On my mom's side, my father was Boltashov. My mom has her birth certificate [where his name is spelled] Boltasau. And Boltasheu are Romanians. So they were from Romania. You see, when they were giving out passports, their ethnicity was not mentioned anywhere. And Russia changed the surname to Boltashov. Just because they wanted to, they could do it. Actually, our surname is Chakyr. And they spelled it with an “i”, “Chakir”. They changed everything in their own, Russian way.
They were locals, they were still considered their own, and we were “the newcomers”. Because we already had a mixture of the Russian language, and we had already forgotten all our traditions, because there were few of us here, we were all divided. And they all stuck to their villages, their traditions. We had acquaintances in [the village of] Zoria, both Bulgarians and Moldovans, but we visited Moldovans more often.
In the late [19]80s, I remember that there wasn't anything in stores anywhere. It was difficult, constant queues. I worked there in the downtown area, and the department store was across the street. And as soon as you hear, “The goods have arrived!” you leave work and run like a madman, grabbing everything... I still have fabric here that I bought, [my daughter] Olya didn't want to sew, and ready-made [clothes] have already started to appear. We stocked up whenever possible, we thought that since it is a girl, we will have to study, to dress. We bought everything as much as we could afford. We cut three meters of one [fabric], three meters of another; something for pillowcases, something for other things.....
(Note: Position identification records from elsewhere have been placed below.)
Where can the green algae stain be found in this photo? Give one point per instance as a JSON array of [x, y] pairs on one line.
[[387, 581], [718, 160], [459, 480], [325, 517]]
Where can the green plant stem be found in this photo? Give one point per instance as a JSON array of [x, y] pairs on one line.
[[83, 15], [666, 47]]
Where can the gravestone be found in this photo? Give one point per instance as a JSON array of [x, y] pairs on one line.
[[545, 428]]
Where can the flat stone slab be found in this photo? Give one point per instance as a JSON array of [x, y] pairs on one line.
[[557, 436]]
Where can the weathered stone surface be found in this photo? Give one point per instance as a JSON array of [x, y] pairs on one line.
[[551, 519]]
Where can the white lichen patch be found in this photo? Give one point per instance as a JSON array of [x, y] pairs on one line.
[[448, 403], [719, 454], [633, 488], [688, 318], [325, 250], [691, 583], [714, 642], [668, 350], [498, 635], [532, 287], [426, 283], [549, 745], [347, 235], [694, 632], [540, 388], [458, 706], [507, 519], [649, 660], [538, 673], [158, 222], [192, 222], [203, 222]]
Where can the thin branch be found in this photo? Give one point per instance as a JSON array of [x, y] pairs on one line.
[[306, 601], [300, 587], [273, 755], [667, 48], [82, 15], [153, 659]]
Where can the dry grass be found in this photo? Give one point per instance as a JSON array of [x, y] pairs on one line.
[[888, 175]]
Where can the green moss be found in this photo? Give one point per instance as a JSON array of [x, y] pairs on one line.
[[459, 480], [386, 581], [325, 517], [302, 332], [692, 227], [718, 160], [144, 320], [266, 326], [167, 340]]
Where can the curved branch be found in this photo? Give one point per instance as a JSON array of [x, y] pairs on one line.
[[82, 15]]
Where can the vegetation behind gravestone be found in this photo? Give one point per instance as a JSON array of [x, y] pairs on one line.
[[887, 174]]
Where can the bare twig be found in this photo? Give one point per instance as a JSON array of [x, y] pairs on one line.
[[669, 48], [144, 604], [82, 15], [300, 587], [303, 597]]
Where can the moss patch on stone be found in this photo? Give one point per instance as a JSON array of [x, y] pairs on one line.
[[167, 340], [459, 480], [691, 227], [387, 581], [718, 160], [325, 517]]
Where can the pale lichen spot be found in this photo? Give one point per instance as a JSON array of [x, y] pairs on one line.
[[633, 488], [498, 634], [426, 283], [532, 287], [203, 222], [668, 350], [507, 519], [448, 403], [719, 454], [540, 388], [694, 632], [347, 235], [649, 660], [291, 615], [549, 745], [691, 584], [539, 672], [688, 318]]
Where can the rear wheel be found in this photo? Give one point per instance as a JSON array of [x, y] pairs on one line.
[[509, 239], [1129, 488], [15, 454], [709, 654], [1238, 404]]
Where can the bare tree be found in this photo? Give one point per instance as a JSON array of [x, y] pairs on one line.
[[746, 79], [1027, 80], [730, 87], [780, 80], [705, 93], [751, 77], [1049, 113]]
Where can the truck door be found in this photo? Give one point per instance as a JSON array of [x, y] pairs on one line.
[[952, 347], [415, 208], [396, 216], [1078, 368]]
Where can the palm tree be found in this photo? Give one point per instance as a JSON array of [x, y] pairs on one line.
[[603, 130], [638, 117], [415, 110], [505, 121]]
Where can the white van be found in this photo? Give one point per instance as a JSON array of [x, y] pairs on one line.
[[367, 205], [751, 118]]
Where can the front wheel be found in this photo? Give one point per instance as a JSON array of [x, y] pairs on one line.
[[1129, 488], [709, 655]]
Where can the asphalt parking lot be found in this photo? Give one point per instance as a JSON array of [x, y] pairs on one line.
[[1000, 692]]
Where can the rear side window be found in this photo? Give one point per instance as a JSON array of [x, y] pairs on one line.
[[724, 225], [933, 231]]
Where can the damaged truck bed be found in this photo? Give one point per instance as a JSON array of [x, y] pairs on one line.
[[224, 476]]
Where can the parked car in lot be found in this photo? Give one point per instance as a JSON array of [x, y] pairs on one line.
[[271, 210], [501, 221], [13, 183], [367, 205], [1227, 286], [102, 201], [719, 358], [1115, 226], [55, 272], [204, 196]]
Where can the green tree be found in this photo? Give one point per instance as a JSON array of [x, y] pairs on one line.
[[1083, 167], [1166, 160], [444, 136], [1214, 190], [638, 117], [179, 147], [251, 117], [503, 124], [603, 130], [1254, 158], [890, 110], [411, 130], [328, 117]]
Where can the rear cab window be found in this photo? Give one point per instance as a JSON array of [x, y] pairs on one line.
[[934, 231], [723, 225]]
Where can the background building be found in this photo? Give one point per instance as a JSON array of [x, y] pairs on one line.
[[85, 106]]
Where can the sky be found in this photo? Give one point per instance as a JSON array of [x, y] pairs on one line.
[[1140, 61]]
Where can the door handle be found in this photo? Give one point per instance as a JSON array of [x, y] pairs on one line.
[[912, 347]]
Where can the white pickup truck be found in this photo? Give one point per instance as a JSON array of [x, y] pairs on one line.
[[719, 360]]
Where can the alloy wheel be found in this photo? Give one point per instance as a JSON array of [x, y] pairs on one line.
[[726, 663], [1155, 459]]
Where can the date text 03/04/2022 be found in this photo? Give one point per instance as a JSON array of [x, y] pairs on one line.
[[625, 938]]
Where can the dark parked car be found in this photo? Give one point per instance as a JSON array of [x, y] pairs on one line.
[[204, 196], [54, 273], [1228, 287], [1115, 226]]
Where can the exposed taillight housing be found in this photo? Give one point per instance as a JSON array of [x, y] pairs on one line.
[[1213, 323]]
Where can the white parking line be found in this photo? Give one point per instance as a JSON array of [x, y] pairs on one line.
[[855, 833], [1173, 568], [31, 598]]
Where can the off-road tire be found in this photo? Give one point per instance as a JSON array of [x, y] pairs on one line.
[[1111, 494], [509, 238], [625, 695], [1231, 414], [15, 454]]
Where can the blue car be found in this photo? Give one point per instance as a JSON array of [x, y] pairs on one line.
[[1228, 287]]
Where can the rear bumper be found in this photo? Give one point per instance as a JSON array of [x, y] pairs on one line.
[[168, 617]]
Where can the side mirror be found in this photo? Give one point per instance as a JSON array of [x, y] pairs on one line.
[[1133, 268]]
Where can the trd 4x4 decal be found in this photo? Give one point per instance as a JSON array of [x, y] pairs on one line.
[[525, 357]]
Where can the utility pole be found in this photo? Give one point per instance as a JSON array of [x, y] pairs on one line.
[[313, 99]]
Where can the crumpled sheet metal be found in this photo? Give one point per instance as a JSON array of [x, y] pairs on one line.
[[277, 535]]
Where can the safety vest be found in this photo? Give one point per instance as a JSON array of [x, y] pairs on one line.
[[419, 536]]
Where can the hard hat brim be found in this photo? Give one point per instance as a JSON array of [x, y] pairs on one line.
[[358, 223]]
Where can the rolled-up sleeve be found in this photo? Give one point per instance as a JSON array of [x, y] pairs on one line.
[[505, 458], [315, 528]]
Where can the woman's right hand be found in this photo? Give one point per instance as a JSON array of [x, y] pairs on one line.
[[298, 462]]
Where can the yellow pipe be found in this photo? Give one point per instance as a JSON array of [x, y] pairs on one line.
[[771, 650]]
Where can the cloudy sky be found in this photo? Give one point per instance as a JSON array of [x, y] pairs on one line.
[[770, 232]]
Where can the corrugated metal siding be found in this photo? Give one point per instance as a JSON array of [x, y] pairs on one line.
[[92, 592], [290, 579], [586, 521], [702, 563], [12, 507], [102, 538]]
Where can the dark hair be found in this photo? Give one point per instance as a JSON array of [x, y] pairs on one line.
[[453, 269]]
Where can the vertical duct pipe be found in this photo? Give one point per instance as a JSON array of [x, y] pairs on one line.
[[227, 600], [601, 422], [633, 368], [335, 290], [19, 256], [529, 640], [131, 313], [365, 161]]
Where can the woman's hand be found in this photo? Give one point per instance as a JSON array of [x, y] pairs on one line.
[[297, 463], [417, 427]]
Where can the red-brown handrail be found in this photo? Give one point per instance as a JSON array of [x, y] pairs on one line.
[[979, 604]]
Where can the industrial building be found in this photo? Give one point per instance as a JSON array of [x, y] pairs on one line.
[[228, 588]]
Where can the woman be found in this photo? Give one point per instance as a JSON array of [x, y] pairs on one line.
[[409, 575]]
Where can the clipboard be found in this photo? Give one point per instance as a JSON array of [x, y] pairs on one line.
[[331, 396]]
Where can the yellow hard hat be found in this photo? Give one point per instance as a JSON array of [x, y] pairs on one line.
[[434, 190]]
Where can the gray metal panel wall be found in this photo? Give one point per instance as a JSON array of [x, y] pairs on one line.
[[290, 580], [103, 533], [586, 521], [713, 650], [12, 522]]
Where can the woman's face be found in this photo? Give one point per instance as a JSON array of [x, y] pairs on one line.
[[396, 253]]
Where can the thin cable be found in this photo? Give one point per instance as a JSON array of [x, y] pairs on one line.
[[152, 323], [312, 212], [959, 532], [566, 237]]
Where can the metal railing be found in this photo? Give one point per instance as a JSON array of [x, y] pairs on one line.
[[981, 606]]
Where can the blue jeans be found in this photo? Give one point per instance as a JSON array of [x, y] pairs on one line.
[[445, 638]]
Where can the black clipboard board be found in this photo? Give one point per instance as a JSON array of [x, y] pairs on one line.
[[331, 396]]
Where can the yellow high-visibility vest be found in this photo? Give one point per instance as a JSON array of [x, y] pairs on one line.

After the deportation, we slept under one blanket, the only thing we managed to take with us
Lidiia Neboha (Chakir) is a Moldovan by ethnicity. She was born in 1938 in Melitopol, Zaporizhzhia region. Her parents came from the village of Dunayivka near Melitopol, where Moldovans had been living compactly since the second half of the nineteenth century. In her childhood, during World War II, the family was relocated to the village of Sarata in the Odesa region. By resettling the Romanian-speaking population of the Ukrainian Pryazovia region to Bessarabia, the Romanian authorities tried to legitimize their rule in the region. After the resettlement, Lidiia Neboha kept in touch with the community of other resettled Moldovans and ethnic Bulgarians who lived in neighboring villages. After finishing school, she worked as an accountant at the local district consumer union, and after studying at the Odesa Agricultural Institute, she became the chief economist at the Odesa-based company Silhosptekhnika [Agricultural Equipment]. She married a Ukrainian man, Ivan Neboha, and raised her two children in three languages — Ukrainian, Russian, and Moldovan — and baptized them in secret. After the beginning of Russia’s full-scale invasion, she moved to her daughter’s house in Chișinău, but returned soon after and now lives in Odesa.